Certes, l’accord de gouvernement était clair sur la poursuite du verdissement du parc des voitures de société. D’ici à 2026, la norme, ce sera “0 émission”. Mais le ministre des Finances Vincent Van Peteghem (CD&V) est allé un cran plus loin en faisant part de son souhait au gouvernement de favoriser la déduction des voitures électriques, comme l’ont relayé ce mardi les quotidiens flamands De Standaard, Het Nieuwsblad et GVA. Le ministre des Finances ne souhaite pas seulement un avantage fiscal “exclusif” à l’attention des voitures électriques, il entend aussi encourager fiscalement les investissements en infrastructures (bornes de recharge) par les entreprises, à condition que les bornes soient installées dans des zones “semi-publiques”. “Elles peuvent installer des bornes de recharge déductibles des impôts dans les locaux de leur entreprise, mais aussi les mettre à disposition en dehors des heures de travail. Par exemple, le soir et le week-end. L’utilisateur paierait alors pour la recharge. C’est une combinaison d’entreprises privées et d’autorités publiques qui peut mettre à disposition des bornes de recharge. Cela peut également se faire dans les immeubles d’habitation, par exemple”, précise-t-on au cabinet du ministre. La Febiac, la fédération du secteur de l’automobile et du cycle, préconise elle-même la mise en place, dans les entreprises installées en ville, de stations de recharge qui peuvent être utilisées par les habitants la nuit. 

Le ministre des Finances ne souhaite pas seulement “pousser” fiscalement les investissements des entreprises. Il propose aussi la déduction partielle (45 %) des dépenses réalisées par les particuliers.

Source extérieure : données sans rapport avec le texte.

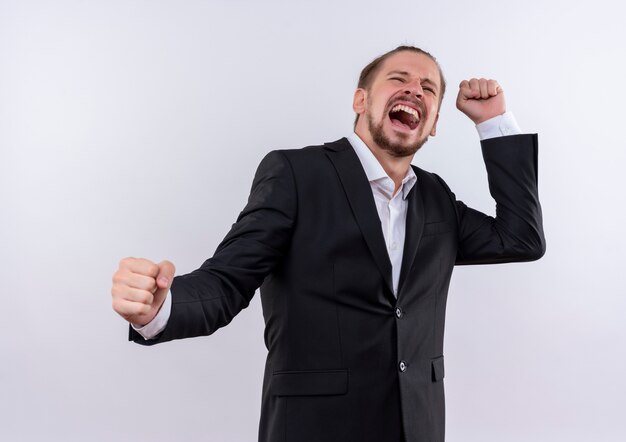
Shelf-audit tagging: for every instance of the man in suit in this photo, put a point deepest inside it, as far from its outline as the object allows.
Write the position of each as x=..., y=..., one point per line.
x=353, y=248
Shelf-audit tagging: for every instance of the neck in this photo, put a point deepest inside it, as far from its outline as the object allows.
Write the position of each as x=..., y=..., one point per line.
x=395, y=167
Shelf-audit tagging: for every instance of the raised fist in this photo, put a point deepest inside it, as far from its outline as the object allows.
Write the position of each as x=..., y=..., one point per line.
x=480, y=99
x=140, y=287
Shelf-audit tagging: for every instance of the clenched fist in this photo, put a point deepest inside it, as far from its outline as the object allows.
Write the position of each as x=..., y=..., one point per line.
x=480, y=99
x=139, y=288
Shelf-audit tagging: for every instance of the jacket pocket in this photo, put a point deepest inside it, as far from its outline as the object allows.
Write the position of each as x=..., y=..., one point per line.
x=437, y=369
x=437, y=228
x=310, y=383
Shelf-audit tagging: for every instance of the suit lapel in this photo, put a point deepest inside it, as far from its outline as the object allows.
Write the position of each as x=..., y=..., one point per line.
x=414, y=229
x=359, y=194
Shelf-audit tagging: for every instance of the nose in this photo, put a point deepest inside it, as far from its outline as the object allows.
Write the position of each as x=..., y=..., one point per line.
x=414, y=88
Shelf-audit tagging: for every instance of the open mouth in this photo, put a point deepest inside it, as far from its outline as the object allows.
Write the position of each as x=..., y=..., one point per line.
x=404, y=116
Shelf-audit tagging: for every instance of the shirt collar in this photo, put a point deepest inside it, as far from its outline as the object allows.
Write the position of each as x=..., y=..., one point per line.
x=373, y=169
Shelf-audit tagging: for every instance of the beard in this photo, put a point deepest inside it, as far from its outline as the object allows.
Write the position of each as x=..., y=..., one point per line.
x=396, y=149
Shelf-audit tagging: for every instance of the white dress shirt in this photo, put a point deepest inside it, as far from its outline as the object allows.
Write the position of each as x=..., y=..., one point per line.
x=391, y=208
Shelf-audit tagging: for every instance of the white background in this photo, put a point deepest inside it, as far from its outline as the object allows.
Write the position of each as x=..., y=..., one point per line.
x=133, y=128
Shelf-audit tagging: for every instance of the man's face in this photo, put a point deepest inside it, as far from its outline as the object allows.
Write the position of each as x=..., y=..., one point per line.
x=400, y=108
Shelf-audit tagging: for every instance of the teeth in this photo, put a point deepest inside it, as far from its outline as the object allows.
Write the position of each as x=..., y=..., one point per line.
x=408, y=110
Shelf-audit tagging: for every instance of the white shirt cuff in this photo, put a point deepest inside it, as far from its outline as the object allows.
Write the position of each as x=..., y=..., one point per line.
x=156, y=326
x=499, y=126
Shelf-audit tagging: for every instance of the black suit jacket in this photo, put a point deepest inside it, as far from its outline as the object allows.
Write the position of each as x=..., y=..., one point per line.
x=347, y=360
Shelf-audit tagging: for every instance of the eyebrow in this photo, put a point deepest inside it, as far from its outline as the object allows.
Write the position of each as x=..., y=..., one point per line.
x=406, y=74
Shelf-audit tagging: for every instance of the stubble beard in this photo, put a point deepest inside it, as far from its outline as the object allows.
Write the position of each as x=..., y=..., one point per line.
x=397, y=149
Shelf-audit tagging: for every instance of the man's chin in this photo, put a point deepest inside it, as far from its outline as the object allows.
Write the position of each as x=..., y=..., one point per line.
x=399, y=146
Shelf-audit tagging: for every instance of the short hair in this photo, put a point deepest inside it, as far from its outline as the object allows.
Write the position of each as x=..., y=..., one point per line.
x=369, y=72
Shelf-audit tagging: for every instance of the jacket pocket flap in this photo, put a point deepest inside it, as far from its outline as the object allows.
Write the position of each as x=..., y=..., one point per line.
x=437, y=228
x=438, y=371
x=310, y=383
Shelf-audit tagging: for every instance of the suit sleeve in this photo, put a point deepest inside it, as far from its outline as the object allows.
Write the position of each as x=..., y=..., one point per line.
x=208, y=298
x=516, y=232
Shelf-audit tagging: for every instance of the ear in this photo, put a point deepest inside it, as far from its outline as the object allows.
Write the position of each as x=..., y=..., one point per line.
x=359, y=101
x=433, y=131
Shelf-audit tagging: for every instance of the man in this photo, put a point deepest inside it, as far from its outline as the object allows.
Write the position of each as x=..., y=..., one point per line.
x=353, y=249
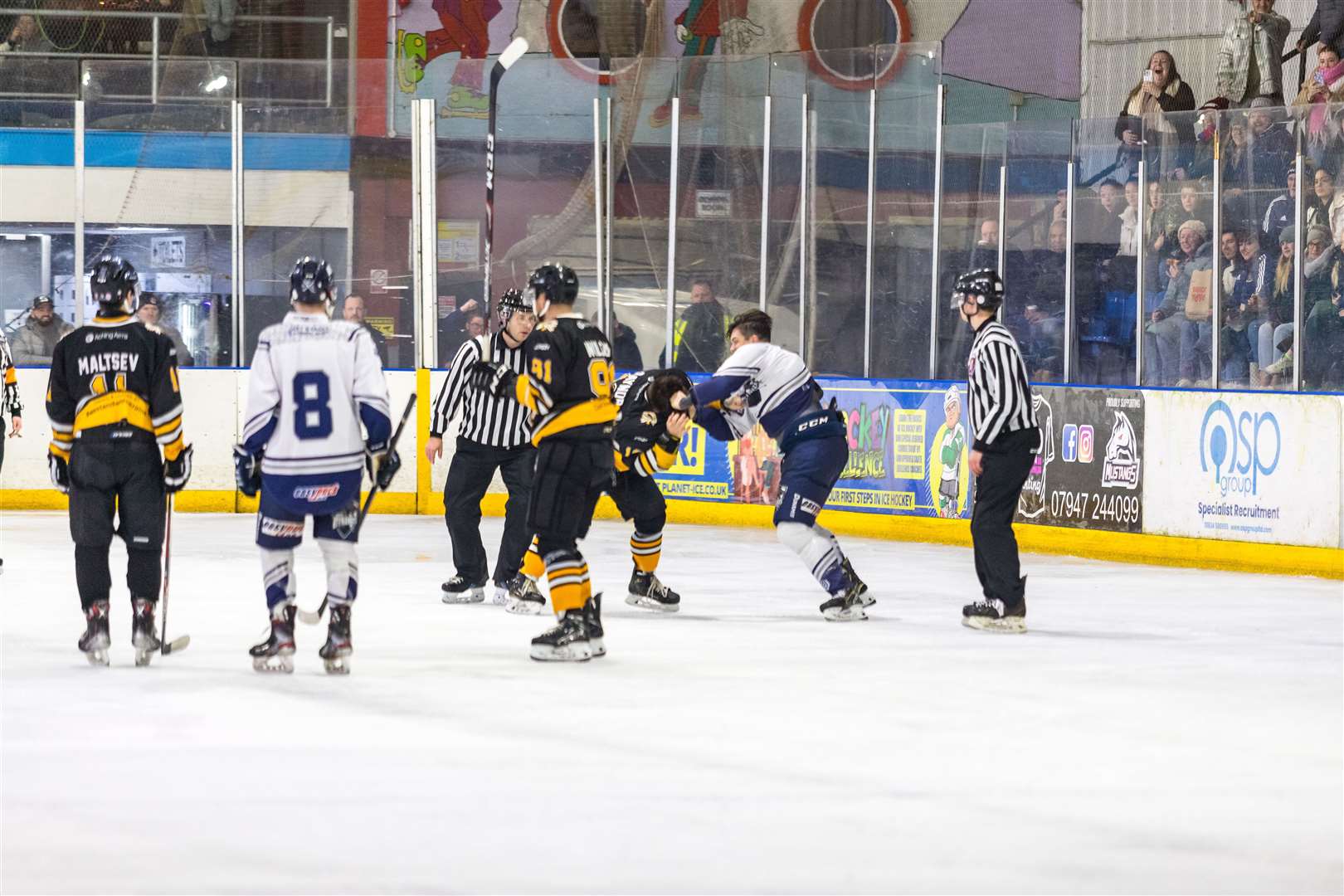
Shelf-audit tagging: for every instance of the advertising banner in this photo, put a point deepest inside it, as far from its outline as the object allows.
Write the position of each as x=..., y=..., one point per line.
x=1244, y=466
x=1090, y=468
x=908, y=455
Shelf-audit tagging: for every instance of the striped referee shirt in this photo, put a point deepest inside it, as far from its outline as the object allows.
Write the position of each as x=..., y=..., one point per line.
x=496, y=422
x=996, y=382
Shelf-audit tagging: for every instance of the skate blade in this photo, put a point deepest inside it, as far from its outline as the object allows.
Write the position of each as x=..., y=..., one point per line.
x=1012, y=625
x=650, y=603
x=280, y=663
x=475, y=596
x=336, y=665
x=569, y=653
x=845, y=614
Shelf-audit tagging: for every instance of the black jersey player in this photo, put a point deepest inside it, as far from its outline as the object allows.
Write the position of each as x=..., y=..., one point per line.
x=567, y=386
x=114, y=403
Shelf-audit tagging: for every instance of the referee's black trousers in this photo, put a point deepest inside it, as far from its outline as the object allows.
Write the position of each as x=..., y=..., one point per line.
x=468, y=480
x=1006, y=465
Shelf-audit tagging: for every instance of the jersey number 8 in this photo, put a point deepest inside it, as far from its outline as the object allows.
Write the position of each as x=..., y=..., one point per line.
x=312, y=405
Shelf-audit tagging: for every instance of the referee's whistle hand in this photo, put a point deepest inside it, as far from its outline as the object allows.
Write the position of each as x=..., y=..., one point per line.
x=433, y=449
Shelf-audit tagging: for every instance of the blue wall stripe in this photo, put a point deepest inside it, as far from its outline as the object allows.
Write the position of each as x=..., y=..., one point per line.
x=130, y=149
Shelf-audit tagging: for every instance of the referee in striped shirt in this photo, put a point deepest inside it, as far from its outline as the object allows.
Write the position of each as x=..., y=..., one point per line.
x=1003, y=425
x=494, y=434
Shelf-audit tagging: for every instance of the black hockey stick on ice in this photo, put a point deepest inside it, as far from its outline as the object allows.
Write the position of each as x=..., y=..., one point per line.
x=505, y=61
x=314, y=618
x=179, y=644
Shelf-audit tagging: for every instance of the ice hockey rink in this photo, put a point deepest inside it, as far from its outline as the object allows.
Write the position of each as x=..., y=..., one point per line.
x=1159, y=730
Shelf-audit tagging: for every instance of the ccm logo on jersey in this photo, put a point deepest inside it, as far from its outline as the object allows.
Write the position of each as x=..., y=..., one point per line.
x=281, y=528
x=316, y=494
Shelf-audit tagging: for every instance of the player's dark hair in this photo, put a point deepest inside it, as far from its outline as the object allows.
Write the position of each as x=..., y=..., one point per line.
x=665, y=386
x=754, y=323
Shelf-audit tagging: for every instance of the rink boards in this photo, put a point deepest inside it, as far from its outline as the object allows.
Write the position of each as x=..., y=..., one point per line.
x=1230, y=480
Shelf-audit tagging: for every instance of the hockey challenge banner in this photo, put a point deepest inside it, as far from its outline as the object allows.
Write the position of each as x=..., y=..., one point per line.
x=908, y=455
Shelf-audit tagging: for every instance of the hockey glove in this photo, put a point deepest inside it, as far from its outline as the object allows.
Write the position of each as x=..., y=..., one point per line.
x=494, y=379
x=178, y=470
x=60, y=472
x=382, y=464
x=247, y=470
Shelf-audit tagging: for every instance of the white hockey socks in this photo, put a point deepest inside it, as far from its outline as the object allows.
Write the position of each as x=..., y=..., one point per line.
x=342, y=570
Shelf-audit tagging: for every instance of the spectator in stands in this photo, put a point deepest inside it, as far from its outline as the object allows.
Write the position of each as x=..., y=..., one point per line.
x=1327, y=27
x=355, y=312
x=698, y=338
x=1281, y=212
x=1326, y=85
x=38, y=338
x=1166, y=325
x=463, y=324
x=26, y=38
x=1148, y=114
x=149, y=310
x=1249, y=56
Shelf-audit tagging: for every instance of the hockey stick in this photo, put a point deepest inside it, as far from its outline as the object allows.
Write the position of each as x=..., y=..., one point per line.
x=511, y=54
x=314, y=618
x=177, y=645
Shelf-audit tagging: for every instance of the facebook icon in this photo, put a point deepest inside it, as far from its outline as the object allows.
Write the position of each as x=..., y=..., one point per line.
x=1070, y=438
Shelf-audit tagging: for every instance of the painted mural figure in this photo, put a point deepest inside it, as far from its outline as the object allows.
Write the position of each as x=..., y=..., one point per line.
x=464, y=28
x=699, y=28
x=949, y=453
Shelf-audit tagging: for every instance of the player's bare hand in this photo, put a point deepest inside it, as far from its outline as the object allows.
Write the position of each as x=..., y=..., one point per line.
x=676, y=423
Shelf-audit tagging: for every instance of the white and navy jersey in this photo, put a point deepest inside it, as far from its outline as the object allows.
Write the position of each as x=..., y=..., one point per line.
x=498, y=422
x=996, y=382
x=773, y=383
x=314, y=382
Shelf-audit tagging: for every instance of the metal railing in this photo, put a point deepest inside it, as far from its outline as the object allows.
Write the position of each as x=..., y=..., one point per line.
x=158, y=56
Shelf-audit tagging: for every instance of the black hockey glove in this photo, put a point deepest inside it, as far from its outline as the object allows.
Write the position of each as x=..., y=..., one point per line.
x=382, y=465
x=247, y=470
x=494, y=379
x=60, y=472
x=178, y=472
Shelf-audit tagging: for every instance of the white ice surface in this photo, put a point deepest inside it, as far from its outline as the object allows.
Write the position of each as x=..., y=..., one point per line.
x=1157, y=730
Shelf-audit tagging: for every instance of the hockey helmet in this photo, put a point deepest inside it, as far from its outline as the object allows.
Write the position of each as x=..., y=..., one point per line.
x=112, y=282
x=984, y=288
x=312, y=282
x=559, y=285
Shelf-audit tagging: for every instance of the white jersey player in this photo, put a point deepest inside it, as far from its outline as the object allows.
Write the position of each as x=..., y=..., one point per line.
x=314, y=382
x=767, y=384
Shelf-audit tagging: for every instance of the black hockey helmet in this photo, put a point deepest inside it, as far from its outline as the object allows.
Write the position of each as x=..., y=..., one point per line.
x=986, y=285
x=312, y=282
x=665, y=386
x=112, y=282
x=511, y=303
x=558, y=282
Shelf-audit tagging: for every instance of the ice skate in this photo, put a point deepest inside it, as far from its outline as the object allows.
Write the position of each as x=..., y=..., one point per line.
x=524, y=597
x=144, y=637
x=593, y=618
x=95, y=638
x=566, y=642
x=650, y=592
x=459, y=590
x=277, y=652
x=996, y=616
x=336, y=652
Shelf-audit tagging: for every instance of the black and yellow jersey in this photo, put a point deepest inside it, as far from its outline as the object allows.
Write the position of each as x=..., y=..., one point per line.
x=567, y=381
x=640, y=438
x=112, y=377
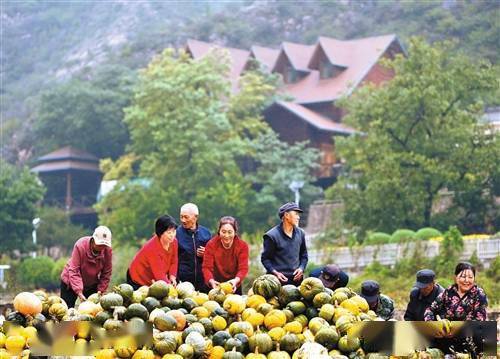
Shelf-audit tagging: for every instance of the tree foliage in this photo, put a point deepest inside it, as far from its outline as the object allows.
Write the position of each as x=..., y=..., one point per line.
x=20, y=191
x=194, y=140
x=421, y=134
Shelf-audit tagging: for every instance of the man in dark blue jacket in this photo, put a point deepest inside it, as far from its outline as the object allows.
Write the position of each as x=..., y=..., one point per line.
x=192, y=239
x=285, y=252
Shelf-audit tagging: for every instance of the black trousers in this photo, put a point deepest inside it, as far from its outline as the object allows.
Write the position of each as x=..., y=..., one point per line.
x=70, y=296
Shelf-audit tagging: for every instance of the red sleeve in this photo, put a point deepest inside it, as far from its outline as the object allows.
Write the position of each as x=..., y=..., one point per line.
x=74, y=270
x=242, y=261
x=208, y=262
x=174, y=258
x=106, y=271
x=156, y=263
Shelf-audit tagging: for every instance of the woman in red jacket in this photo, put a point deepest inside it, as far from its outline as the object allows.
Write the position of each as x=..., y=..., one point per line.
x=226, y=256
x=157, y=259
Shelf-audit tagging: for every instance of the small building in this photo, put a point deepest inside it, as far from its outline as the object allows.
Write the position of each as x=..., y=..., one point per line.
x=315, y=77
x=72, y=178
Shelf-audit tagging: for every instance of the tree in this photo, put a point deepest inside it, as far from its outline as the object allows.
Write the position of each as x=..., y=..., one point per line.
x=418, y=135
x=20, y=191
x=190, y=136
x=86, y=114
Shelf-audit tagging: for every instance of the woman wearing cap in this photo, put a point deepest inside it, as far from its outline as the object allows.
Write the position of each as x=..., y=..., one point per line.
x=463, y=300
x=157, y=259
x=89, y=268
x=226, y=256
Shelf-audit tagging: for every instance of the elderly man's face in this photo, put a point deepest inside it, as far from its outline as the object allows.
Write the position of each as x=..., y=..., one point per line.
x=188, y=219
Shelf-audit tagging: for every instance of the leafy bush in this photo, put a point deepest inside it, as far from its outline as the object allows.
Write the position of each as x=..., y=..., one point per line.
x=36, y=273
x=403, y=235
x=377, y=238
x=426, y=233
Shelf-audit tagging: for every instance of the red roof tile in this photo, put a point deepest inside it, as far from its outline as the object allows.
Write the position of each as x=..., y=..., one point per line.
x=315, y=119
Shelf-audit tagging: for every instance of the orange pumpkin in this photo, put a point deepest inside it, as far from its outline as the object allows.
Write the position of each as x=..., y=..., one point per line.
x=28, y=304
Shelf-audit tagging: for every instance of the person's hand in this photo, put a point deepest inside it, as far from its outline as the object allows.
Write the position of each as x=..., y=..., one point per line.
x=297, y=274
x=234, y=282
x=213, y=283
x=280, y=276
x=200, y=251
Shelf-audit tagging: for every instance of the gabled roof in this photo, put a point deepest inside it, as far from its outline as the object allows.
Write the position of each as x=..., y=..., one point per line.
x=297, y=54
x=360, y=55
x=315, y=119
x=265, y=55
x=238, y=57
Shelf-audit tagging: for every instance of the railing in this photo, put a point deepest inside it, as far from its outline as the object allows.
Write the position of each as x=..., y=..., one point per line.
x=356, y=259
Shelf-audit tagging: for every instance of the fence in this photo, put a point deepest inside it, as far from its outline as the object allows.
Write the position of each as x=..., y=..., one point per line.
x=356, y=259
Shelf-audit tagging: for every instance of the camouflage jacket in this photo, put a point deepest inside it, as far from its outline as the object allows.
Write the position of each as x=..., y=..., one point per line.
x=385, y=307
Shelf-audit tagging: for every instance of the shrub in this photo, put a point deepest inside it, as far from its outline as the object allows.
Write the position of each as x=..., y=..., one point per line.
x=36, y=272
x=403, y=235
x=427, y=233
x=377, y=238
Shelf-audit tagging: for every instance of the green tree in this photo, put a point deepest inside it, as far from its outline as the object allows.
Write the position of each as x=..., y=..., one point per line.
x=56, y=229
x=20, y=191
x=418, y=135
x=190, y=138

Ce nouveau régime commencerait à fonctionner progressivement pour les voitures de société achetées à partir de 2023. La déductibilité fiscale des voitures de société autres qu’électriques serait elle réduite progressivement d’année en année pour retomber à zéro à partir de 2028. En d’autres termes, les voitures polluantes seraient progressivement bannies. Concrètement, la limite de déduction supérieure diminue linéairement de 25 % à partir du 1er janvier 2025 (2025 = 75%; 2026: 50 %; 2027: 25 %, 2028: 0%). 

A noter aussi que pour les voitures hybrides, à partir du 1er janvier 2023, l’idée serait que la déduction des frais d’essence ou de diesel soit limitée à 50%. Pour éviter les abus, la proposition sur la table serait aussi d’éviter un glissement des voitures automobiles vers les véhicules utilitaires légers ou les motos. 

En réaction, Mobia, la fédération regroupant Febiac, Traxio et Renta, se félicite du fait que la sécurité juridique soit assurée et que l’ONSS et l’avantage en nature ne soient pas affectés. “En outre, la présente proposition n’aura aucune incidence financière négative pour les véhicules en circulation aujourd’hui”, dit-elle. Mais le secteur “qui se dit prêt pour cette transition, trouve incompréhensible que le gouvernement pénalise fiscalement les hybrides rechargeables ou les véhicules équipés d’autres technologies propres”. 

Enfin, le ministre des Finances entend aussi réformer le “budget mobilité”, qui avait fait l’objet de vives discussions sous la législature précédente. Ce système, plus large que système “cash for cars” (le remplacement de la voiture de société par des espèces sonnantes et trébuchantes), conçu par les partenaires sociaux, entendait pousser les modes des transport durables. Mais il était complexe. Il sera donc simplifié et accessible à tous les employés, y compris ceux qui n’ont pas droit à une voiture de société, promet le ministre.